2025/09/15 | Andrés Pérez M., Vittorio Peretti, Andrea Tellechea & Ignacio Martínez
Peru’s monthly GDP proxy expanded by 3.4% year-over-year (YoY) in July, exceeding both the Bloomberg market consensus and our call of 2.5% YoY. On a seasonally adjusted basis, activity rose by an upnbeat 0.9% month-over-month (MoM), offsetting the 0.2% decline in June. Since December 2024, monthly growth has averaged just 0.1%. If activity remains at July levels through year-end, annual GDP growth would reach approximately 2%.
Primary sectors were key pulls in July. Mining expanded by 2.5% MoM (seasonally adjusted), despite disruptions caused by informal miners blocking major copper transport routes, and Fishing increased by 5% MoM. Meanwhile, Agriculture rose by 0.1% MoM.
Secondary sectors posted a mixed performance. Manufacturing rebounded by 2.7% MoM, recovering from a 2.7% MoM decline in June. Electricity generation grew by 1%. In contrast, construction contracted by 0.6% MoM.

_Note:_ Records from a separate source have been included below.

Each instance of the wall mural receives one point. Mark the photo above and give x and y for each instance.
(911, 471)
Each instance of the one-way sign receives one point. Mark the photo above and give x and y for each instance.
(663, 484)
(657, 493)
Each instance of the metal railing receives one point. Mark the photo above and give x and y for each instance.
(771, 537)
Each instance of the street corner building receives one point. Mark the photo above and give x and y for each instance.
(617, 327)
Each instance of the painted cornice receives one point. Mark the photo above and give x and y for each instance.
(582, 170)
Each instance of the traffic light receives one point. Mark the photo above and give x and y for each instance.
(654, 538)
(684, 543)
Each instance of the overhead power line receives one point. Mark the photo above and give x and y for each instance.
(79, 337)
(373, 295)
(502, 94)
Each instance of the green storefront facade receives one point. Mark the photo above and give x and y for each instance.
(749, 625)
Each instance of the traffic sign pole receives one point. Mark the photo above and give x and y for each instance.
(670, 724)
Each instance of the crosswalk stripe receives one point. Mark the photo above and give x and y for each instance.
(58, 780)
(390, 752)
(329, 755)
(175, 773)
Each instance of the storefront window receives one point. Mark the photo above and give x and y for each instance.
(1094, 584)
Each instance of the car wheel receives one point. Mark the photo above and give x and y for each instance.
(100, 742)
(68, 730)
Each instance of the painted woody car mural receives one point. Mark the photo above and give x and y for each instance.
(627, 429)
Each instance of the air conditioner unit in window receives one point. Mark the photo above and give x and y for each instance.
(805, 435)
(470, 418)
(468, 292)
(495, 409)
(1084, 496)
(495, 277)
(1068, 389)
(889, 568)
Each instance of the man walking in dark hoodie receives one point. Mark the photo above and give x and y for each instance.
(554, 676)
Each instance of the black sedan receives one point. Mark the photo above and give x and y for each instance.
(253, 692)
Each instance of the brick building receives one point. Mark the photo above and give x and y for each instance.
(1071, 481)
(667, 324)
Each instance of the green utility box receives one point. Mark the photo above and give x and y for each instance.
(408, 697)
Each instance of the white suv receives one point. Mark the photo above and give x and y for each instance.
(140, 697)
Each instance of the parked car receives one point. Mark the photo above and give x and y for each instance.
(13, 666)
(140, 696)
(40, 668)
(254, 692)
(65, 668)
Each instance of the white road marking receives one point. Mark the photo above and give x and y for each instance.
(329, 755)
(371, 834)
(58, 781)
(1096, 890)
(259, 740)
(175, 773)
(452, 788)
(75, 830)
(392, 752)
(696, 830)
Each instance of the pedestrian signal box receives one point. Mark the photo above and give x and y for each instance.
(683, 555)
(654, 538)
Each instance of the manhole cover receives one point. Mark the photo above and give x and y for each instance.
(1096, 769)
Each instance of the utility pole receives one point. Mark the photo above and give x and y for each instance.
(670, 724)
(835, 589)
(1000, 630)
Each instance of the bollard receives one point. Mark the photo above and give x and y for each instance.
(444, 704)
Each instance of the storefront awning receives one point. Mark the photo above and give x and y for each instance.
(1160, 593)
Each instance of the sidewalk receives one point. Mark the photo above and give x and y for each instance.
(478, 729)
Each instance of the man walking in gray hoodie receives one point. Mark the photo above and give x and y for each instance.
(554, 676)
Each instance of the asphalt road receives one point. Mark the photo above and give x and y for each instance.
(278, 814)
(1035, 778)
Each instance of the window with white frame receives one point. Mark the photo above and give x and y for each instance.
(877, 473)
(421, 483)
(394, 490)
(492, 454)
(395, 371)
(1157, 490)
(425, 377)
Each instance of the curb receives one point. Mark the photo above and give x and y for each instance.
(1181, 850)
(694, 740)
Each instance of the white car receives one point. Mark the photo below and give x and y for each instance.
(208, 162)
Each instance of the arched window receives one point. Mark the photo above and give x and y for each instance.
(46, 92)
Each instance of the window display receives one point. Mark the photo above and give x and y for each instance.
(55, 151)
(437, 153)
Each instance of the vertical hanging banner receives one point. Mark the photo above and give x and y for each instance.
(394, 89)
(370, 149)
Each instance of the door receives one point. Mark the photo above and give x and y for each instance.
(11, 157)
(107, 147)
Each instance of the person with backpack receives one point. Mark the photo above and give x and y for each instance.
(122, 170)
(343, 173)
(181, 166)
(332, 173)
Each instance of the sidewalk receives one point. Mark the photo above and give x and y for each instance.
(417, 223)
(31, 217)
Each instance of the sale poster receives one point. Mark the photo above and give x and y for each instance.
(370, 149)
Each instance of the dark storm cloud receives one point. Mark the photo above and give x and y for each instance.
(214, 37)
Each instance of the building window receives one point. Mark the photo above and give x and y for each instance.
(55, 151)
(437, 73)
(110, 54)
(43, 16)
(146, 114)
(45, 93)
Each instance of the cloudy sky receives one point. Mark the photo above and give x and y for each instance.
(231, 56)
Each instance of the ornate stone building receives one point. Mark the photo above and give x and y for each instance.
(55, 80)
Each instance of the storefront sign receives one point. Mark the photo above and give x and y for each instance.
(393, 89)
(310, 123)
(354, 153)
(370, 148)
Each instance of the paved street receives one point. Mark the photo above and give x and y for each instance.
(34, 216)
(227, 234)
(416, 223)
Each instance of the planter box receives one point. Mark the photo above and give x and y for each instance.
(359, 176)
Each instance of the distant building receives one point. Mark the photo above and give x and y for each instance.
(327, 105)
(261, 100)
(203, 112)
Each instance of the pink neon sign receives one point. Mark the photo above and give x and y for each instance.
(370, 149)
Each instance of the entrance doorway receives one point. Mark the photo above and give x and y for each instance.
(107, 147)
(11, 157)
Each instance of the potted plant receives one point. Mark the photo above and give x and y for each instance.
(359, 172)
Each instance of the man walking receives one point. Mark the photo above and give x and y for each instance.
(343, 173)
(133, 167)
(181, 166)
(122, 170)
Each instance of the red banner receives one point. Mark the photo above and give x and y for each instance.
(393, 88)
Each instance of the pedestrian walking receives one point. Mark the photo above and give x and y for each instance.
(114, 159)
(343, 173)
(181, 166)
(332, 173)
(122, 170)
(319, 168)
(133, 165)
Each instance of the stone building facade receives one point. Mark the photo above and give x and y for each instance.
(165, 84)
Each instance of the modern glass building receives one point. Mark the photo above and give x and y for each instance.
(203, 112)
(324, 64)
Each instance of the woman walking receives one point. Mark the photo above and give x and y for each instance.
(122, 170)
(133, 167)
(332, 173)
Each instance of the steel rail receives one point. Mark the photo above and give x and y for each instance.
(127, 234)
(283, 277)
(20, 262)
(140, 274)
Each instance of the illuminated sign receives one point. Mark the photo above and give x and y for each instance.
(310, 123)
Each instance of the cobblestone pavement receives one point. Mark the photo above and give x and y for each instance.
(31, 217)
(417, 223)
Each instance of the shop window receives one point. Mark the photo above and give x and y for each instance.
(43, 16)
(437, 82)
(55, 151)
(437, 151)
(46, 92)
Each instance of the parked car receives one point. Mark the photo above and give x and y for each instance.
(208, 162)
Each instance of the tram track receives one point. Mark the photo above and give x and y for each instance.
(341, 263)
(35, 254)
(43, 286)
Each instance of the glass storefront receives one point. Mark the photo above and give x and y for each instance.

Tertiary sectors also contributed positively. Restaurants and hotels rose by 6% MoM, boosted by national holidays. Commerce grew by 0.4% MoM, and transport increased by 0.6% MoM.
Our take: We expect real GDP to grow by 2.9% YoY in 2025, mainly driven by a rebound in mining-related investment. We estimate the output gap to be broadly closed. For 2026, we forecast GDP growth of 2.7%, slightly below the estimated potential growth rate of 3%.